Strohm Alexandra O, Oldfield Sadie, Hernady Eric, Johnston Carl J, Marples Brian, O'Banion M Kerry, Majewska Ania K
Departments of Environmental Medicine, University of Rochester Medical Center, Rochester, NY, 14642, USA.
Neuroscience, University of Rochester Medical Center, Rochester, NY, 14642, USA.
Brain Behav Immun Health. 2024 Nov 25;43:100911. doi: 10.1016/j.bbih.2024.100911. eCollection 2025 Feb.
Patients receiving cranial radiation therapy experience tissue damage and cognitive deficits that severely decrease their quality of life. Experiments in rodent models show that these adverse neurological effects are in part due to functional changes in microglia, the resident immune cells of the central nervous system. Increasing evidence suggests that experimental manipulation of microglial signaling can regulate radiation-induced changes in the brain and behavior. Furthermore, many studies show sex-dependent neurological effects of radiation exposure. Despite this, few studies have used both males and females to explore how sex and microglial function interact to influence radiation effects on the brain. Here, we used a system levels approach to examine how deficiencies in purinergic and fractalkine signaling, two important microglial signaling pathways, impact brain proteomic and behavioral profiles in irradiated and control male and female mice. We performed a comprehensive analysis of the cortical proteomes from irradiated and control C57BL/6J, P2Y12-/-, and CX3CR1-/- mice of both sexes using multiple bioinformatics methods.
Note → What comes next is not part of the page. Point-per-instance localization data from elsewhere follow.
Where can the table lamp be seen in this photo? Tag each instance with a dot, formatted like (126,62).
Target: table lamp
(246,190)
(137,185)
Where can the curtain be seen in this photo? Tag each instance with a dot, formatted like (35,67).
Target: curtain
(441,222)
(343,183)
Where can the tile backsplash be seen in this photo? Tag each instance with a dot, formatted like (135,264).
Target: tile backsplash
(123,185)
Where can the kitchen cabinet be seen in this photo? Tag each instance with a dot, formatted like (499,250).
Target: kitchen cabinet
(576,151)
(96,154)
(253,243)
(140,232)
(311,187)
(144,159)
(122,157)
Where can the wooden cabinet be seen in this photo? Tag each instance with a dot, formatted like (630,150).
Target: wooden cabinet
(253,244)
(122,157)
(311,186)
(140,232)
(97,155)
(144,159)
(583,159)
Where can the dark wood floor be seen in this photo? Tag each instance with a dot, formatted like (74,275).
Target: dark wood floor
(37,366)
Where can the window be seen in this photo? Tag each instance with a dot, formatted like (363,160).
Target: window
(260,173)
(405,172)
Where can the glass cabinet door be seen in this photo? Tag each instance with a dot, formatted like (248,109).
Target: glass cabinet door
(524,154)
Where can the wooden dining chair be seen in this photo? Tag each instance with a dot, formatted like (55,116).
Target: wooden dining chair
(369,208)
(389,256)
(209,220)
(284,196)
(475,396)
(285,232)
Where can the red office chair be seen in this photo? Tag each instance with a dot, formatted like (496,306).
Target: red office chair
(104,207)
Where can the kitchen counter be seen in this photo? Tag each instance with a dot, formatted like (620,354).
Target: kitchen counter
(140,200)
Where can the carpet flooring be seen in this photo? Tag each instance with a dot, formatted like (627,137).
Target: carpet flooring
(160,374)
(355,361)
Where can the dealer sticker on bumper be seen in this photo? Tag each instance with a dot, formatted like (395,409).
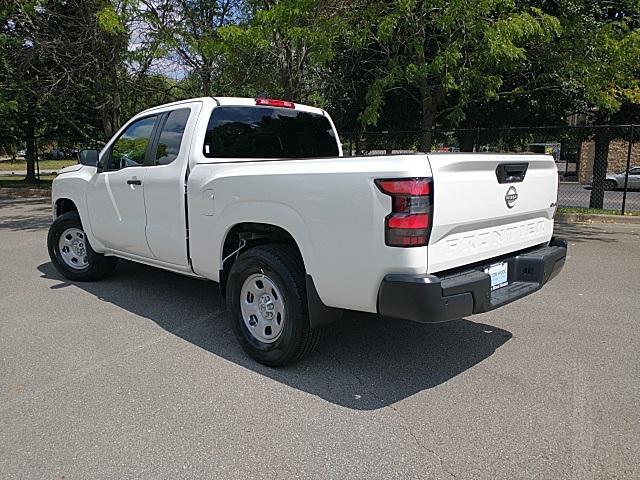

We identified distinct proteins and biological processes, as well as behavioral profiles, regulated by sex, genotype, radiation exposure, and their interactions. Disrupting microglial signaling, had the greatest impact on proteomic expression, with CX3CR1-/- mice showing the most distinct proteomic profile characterized by upregulation of CX3CL1. Surprisingly, radiation exposure caused relatively smaller proteomic changes in glial and synaptic proteins, including Rgs10, Crybb1, C1qa, and Hexb. While we observed some radiation effects on locomotor behavior, biological sex as well as loss of P2Y12 and CX3CR1 signaling had a stronger influence on locomotor outcomes in our model. Lastly, loss of P2Y12 and CX3CR1 strongly regulated exploratory behaviors. Overall, our findings provide novel insights into the molecular pathways and proteins that are linked to P2Y12 and CX3CR1 signaling, biological sex, radiation exposure, and their interactions.
接受颅脑放射治疗的患者会经历组织损伤和认知缺陷,这严重降低了他们的生活质量。啮齿动物模型实验表明,这些不良神经效应部分归因于小胶质细胞(中枢神经系统的常驻免疫细胞)的功能变化。越来越多的证据表明,对小胶质细胞信号传导的实验性操作可以调节辐射诱导的大脑和行为变化。此外,许多研究表明辐射暴露存在性别依赖性神经效应。尽管如此,很少有研究同时使用雄性和雌性动物来探究性别和小胶质细胞功能如何相互作用以影响辐射对大脑的作用。在这里,我们采用系统水平的方法来研究嘌呤能和趋化因子信号传导(两种重要的小胶质细胞信号通路)的缺陷如何影响受辐照和对照的雄性和雌性小鼠的脑蛋白质组学和行为特征。我们使用多种生物信息学方法对受辐照和对照的两性C57BL/6J、P2Y12基因敲除小鼠和CX3CR1基因敲除小鼠的皮质蛋白质组进行了全面分析。我们确定了受性别、基因型、辐射暴露及其相互作用调节的不同蛋白质和生物学过程,以及行为特征。破坏小胶质细胞信号传导对蛋白质组学表达的影响最大,CX3CR1基因敲除小鼠表现出最独特的蛋白质组学特征,其特征是CX3CL1上调。令人惊讶的是,辐射暴露在神经胶质和突触蛋白(包括Rgs10、Crybb1、C1qa和Hexb)中引起的蛋白质组学变化相对较小。虽然我们观察到辐射对运动行为有一些影响,但在我们的模型中,生物性别以及P2Y12和CX3CR1信号的缺失对运动结果的影响更强。最后,P2Y12和CX3CR1的缺失强烈调节探索行为。总体而言,我们的研究结果为与P2Y12和CX3CR1信号传导、生物性别、辐射暴露及其相互作用相关的分子途径和蛋白质提供了新的见解。